A court is authorized to award “reasonable compensation” to a guardian (Mental Hygiene Law § 81.28 [a]). The plan for compensation “must take into account the specific authority of the guardian or guardians to provide for the personal needs *707and/or property management for the incapacitated person, and the services provided to the incapacitated person by such guardian” (id.). However, “[i]f the court finds that the guardian has failed to discharge his or her duties satisfactorily in any respect, the court may deny or reduce the compensation which would otherwise be allowed” (Mental Hygiene Law § 81.28 [b]).

Here, the Supreme Court did not establish a plan for the temporary guardian’s compensation and did not explain the basis for its award of a “Legal Fee” to the temporary guardian of Jennifer D., Robert Kruger, who, although an attorney, was acting as Jennifer D.’s guardian. In addition, in opposition to Kruger’s request for payment of his fees, Jennifer D. submitted evidence demonstrating an issue of fact as to the propriety of Kruger’s actions on her behalf and the accuracy of Kruger’s accounting. Accordingly, the Supreme Court should have conducted a hearing to determine what, if any, fees were due to Kruger (see Matter of Joshua H. [Grace N.], 80 AD3d 698, 699 [2011]; Matter of Harry Y., 62 AD3d 892, 894-895 [2009]; Matter of Louis G., 39 AD3d 546, 547 [2007]; Matter of McCormick, 220 AD2d 506, 508 [1995]).

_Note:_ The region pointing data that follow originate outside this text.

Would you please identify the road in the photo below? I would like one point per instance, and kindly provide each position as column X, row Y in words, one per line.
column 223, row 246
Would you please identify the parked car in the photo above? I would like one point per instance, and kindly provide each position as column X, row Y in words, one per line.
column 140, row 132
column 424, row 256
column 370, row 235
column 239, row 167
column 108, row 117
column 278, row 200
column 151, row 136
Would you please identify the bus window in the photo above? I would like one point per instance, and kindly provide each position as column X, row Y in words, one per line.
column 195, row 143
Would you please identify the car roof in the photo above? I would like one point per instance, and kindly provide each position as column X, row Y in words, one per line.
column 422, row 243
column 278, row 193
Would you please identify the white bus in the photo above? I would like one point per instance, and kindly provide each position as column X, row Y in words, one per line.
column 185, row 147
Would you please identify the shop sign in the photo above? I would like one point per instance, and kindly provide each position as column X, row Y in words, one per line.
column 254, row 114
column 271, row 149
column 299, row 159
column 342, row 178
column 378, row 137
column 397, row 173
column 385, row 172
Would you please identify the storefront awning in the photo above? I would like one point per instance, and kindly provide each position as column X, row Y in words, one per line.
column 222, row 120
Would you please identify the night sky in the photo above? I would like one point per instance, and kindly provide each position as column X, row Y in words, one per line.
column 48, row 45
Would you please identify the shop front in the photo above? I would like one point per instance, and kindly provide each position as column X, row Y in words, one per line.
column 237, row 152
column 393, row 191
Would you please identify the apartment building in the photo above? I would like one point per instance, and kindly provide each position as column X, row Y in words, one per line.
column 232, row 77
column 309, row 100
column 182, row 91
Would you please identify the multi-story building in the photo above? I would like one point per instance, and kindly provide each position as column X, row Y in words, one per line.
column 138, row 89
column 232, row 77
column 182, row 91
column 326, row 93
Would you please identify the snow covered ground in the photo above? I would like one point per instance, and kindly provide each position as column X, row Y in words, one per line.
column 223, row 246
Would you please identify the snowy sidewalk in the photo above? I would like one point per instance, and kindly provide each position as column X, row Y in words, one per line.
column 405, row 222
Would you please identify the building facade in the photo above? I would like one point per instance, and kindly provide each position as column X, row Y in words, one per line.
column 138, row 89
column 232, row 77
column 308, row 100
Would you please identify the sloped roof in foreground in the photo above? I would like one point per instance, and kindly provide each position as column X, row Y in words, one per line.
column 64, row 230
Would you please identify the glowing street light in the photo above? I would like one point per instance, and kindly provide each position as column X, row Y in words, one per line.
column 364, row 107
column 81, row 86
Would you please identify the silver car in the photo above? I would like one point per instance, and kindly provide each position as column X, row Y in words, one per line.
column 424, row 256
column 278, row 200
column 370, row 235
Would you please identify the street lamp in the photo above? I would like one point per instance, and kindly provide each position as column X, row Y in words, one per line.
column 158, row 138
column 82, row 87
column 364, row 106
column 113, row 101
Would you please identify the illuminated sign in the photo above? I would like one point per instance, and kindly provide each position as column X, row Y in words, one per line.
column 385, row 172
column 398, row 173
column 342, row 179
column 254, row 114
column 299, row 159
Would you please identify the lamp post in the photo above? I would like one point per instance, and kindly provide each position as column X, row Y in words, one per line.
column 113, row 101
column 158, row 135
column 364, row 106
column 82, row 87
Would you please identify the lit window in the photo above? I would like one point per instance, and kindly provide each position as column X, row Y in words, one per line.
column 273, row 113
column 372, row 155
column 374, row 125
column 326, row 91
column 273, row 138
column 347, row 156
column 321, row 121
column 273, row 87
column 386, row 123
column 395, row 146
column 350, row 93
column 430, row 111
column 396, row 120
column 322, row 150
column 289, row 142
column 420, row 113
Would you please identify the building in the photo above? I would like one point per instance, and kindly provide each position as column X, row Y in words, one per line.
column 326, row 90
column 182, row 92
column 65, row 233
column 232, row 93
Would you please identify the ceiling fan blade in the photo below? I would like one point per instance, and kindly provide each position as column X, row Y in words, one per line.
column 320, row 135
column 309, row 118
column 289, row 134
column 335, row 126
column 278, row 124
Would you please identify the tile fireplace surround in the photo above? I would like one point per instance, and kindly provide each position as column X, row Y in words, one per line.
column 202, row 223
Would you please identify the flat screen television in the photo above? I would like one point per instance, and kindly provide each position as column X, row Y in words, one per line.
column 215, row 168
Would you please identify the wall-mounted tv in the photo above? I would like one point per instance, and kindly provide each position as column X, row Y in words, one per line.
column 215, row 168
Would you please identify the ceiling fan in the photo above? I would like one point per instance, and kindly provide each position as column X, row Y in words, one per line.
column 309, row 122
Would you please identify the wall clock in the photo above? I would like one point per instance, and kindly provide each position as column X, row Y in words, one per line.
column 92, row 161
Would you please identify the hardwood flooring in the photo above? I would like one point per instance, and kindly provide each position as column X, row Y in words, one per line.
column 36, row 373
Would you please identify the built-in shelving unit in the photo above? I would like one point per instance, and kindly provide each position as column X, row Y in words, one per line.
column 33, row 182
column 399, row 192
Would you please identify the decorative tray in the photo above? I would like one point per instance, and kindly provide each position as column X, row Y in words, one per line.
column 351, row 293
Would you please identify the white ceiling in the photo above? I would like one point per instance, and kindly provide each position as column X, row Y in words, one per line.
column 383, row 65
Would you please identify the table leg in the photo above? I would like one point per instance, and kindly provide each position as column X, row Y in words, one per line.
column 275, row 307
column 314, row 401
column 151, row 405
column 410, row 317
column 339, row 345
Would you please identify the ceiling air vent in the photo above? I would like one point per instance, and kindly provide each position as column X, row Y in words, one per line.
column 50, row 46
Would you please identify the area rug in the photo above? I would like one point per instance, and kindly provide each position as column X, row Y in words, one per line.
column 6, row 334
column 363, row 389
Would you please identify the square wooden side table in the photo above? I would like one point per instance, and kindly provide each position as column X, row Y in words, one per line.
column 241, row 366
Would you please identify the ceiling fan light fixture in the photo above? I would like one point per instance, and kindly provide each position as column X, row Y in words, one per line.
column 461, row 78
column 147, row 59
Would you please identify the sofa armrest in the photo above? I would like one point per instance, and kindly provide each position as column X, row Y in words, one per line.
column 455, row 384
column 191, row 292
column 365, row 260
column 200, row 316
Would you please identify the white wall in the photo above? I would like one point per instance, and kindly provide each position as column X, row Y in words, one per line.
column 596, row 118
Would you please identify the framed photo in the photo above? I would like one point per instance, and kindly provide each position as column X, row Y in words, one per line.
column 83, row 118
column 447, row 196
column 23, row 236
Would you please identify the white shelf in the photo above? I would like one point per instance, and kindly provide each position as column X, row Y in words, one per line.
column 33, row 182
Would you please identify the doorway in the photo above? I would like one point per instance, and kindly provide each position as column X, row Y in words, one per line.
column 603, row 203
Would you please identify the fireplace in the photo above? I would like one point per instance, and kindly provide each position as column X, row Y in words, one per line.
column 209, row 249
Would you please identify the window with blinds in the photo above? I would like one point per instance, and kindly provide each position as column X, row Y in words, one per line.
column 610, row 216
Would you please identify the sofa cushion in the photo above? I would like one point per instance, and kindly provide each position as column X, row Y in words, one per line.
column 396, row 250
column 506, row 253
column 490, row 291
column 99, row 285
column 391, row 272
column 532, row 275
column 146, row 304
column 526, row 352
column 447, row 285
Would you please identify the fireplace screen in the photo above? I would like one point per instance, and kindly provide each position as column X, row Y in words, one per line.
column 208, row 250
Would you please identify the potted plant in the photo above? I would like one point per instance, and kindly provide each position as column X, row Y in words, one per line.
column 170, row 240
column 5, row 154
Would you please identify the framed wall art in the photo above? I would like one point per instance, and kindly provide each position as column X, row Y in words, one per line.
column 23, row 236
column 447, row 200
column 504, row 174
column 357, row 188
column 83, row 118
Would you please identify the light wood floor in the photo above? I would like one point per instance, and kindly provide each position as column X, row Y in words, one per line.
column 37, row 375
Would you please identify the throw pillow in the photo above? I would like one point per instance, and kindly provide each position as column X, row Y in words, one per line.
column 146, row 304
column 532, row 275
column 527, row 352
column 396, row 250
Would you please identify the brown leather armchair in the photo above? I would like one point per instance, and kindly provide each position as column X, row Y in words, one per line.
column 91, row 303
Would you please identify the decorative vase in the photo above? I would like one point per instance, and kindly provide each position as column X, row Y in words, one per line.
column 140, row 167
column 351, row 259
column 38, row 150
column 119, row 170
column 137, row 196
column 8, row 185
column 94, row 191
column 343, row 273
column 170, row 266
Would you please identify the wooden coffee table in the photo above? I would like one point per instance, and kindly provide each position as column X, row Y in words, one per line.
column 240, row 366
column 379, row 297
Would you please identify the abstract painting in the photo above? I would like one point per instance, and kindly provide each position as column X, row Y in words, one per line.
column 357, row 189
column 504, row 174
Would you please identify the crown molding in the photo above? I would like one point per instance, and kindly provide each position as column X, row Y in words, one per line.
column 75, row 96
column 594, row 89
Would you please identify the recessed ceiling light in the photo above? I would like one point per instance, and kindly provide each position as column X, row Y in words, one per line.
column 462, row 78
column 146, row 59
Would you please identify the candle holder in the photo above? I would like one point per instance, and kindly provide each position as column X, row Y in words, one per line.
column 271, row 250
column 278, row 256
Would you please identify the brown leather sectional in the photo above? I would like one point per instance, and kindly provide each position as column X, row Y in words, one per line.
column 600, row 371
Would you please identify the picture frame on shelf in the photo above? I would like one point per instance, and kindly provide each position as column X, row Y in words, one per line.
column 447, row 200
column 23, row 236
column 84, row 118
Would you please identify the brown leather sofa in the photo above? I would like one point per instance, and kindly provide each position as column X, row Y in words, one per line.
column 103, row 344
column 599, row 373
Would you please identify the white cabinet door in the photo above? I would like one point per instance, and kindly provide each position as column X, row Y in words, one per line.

Additionally, although nonparty attorney Barry Elisofon may have been entitled to reimbursement of disbursements he paid to Hearthside Care Coordinators (hereinafter Hearthside), the Supreme Court did not conduct a hearing as to the reasonableness of those sums (see Matter of Maylissa N., 5 AD3d 492, 493 [2004]; Matter of Castano, 248 AD2d 382 [1998]; Matter of McCormick, 220 AD2d at 508). As to the fees charged by Hearthside and not paid by Elisofon, the principal of that company, Irene Zelterman, acknowledged in court that she would not seek payment of fees until a personal injury action instituted by Jennifer D. was resolved. Zelterman also confirmed that, if the personal injury action were not resolved, the work on behalf of Jennifer D. would continue on a pro bono basis. Under these circumstances, Hearthside was not entitled to payment of its outstanding fees in the amount of $19,720.

Jennifer D.’s remaining contention is without merit. Rivera, J.E, Florio, Leventhal and Roman, JJ., concur.